Birthler steht mit ihrer gegenteiligen Ansicht auf verlorenem Posten. Ihr Wille, trotz der Bedenken des Verwaltungsgerichts weiterzumachen wie bisher, zwingt andere von Publikationen der Gauck-Behörde betroffene prominente Opfer wie Katarina Witt, ebenfalls den Rechtsweg zu beschreiten. Nur wer sich wehrt, bekommt - oder genauer: behält sein Recht. Wer, wie dies Bürger üblicherweise in einem Rechtsstaat tun dürfen, auf die Beachtung von Gesetz und Recht von Amts wegen vertraut, der ist bei der Sonderbehörde der Bundesbeauftragten verraten und verkauft. Sie läßt die Bürger im rechtsstaatlichen Regen stehen und zwingt sie vor Gericht. Anstatt Prozesse zu vermeiden, werden die Gerichte mit Verfahren belastet.

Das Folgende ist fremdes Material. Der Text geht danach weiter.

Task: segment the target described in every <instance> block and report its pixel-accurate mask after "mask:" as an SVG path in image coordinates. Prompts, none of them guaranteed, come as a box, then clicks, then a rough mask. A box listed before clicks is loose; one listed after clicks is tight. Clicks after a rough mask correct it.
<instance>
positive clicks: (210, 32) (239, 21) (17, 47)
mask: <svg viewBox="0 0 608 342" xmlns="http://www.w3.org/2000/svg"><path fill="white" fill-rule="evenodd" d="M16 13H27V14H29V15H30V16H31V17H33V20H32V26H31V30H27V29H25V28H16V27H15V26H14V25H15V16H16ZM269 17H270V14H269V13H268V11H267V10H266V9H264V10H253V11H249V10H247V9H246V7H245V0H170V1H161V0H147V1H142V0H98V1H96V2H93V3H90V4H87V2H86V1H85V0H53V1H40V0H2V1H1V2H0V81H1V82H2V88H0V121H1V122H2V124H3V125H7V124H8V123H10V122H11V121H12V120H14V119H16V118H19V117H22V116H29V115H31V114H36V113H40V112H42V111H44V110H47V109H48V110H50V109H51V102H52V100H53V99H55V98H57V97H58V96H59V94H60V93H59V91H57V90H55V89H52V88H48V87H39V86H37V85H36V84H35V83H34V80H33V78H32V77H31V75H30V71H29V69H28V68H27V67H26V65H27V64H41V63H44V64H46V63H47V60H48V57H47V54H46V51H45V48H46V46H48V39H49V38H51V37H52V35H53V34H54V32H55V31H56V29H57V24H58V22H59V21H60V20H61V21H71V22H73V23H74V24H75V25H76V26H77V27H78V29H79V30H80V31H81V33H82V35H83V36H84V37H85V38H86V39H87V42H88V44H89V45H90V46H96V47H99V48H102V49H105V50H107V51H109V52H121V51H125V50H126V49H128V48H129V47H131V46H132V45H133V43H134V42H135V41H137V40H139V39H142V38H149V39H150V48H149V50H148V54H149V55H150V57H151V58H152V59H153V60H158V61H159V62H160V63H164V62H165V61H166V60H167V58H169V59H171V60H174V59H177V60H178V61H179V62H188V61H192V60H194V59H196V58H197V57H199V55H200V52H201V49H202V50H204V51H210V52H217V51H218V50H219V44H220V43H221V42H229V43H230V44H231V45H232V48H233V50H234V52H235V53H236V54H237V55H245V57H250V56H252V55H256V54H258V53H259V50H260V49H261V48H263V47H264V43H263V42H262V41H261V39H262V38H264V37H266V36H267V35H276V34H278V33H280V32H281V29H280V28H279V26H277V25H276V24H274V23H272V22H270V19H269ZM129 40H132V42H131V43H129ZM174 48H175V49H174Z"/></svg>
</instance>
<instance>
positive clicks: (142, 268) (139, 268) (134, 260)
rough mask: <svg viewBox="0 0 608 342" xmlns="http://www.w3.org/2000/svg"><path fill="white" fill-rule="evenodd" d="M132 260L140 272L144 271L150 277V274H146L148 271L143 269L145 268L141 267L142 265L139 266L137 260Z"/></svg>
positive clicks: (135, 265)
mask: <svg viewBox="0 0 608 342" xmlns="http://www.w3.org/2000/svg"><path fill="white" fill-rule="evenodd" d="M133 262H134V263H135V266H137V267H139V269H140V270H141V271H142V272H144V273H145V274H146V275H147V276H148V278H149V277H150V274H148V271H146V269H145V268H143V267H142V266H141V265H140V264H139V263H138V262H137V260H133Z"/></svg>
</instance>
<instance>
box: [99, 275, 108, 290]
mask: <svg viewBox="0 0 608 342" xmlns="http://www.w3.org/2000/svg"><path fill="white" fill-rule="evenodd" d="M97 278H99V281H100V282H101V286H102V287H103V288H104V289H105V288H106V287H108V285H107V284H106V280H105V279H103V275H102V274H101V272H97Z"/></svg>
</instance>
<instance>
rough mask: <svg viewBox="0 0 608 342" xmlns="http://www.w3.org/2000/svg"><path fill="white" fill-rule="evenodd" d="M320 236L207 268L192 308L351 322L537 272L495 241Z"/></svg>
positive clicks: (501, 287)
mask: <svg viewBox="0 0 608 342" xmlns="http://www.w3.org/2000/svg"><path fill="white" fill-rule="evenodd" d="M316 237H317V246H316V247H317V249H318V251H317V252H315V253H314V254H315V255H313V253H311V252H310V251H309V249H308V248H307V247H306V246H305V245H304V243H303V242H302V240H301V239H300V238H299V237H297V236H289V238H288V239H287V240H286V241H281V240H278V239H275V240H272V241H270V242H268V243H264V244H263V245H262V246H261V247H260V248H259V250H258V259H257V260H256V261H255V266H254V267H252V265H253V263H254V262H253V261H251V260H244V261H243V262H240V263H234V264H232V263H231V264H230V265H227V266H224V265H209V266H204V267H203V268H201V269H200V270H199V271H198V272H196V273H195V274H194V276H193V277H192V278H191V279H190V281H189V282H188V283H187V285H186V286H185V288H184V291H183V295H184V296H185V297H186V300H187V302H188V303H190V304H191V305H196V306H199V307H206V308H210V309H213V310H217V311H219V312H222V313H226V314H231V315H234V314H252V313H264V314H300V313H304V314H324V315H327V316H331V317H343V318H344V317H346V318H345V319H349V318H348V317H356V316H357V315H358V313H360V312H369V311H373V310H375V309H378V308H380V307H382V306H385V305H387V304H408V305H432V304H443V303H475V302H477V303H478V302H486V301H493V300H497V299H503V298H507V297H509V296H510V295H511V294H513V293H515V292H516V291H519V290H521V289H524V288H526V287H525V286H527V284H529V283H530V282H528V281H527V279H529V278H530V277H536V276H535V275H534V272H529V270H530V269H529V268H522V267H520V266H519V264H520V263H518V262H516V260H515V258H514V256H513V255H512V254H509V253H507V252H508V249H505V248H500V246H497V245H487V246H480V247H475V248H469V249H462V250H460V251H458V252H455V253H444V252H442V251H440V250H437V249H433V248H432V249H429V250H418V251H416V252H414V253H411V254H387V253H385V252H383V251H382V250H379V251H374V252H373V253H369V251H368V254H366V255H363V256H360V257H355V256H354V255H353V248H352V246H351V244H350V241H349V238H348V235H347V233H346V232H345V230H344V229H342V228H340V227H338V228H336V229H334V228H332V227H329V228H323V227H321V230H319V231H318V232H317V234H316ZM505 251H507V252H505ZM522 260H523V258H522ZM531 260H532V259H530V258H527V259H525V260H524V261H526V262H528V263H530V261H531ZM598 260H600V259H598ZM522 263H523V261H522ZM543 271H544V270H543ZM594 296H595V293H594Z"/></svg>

Eine höchstrichterliche Klärung der Rechtslage ist unverzichtbar. Dem in der Vergangenheit praktizierten Grundrechtsleerlauf bei der Publikation von Akten des MfS muß endlich ein rechtsstaatlicher Riegel vorgeschoben werden. Den Grundrechten - insbesondere dem verfassungsrechtlich verbürgten Persönlichkeitsrecht - ist auch im Rahmen der Vergangenheitsbewältigung Rechnung zu tragen. Es darf nicht sein, daß die durch rechtsstaatswidrige Bespitzelung des MfS ohnehin in ihrem Persönlichkeitsrecht beschädigten Opfer durch die rechtsblinde Publikationswut der Gauck-Behörde weitere Rechtseingriffe hinnehmen müssen. Der Bundesbeauftragten ist es ohnehin zumutbar, entsprechend der üblichen Behördenpraxis in vergleichbaren Fällen bis zur letztinstanzlichen Entscheidung abzuwarten. Von ihren Publikationen sind schließlich keine nennenswerten neuen Erkenntnisse mehr zu erwarten. Die letzten Jahre haben bis in die jüngste Zeit immer wieder deutlich gezeigt, daß allenfalls noch mit weiteren Bloßstellungen und Denunziationen zu rechnen ist. Die Reputation der Gauck-Behörde beruht vorrangig auf einer Dämonisierung des Ministeriums für Staatssicherheit der DDR. Der damit verbundenen Erosion rechtsstaatlicher Prinzipien muß endlich ein Ende bereitet werden, indem auch im Hause von Frau Birthler mit Schilys Hilfe das Grundgesetz vom Kopf auf die Füße gestellt wird.

 


Der Autor ist Rechtsanwalt in Freiburg/Breisgau.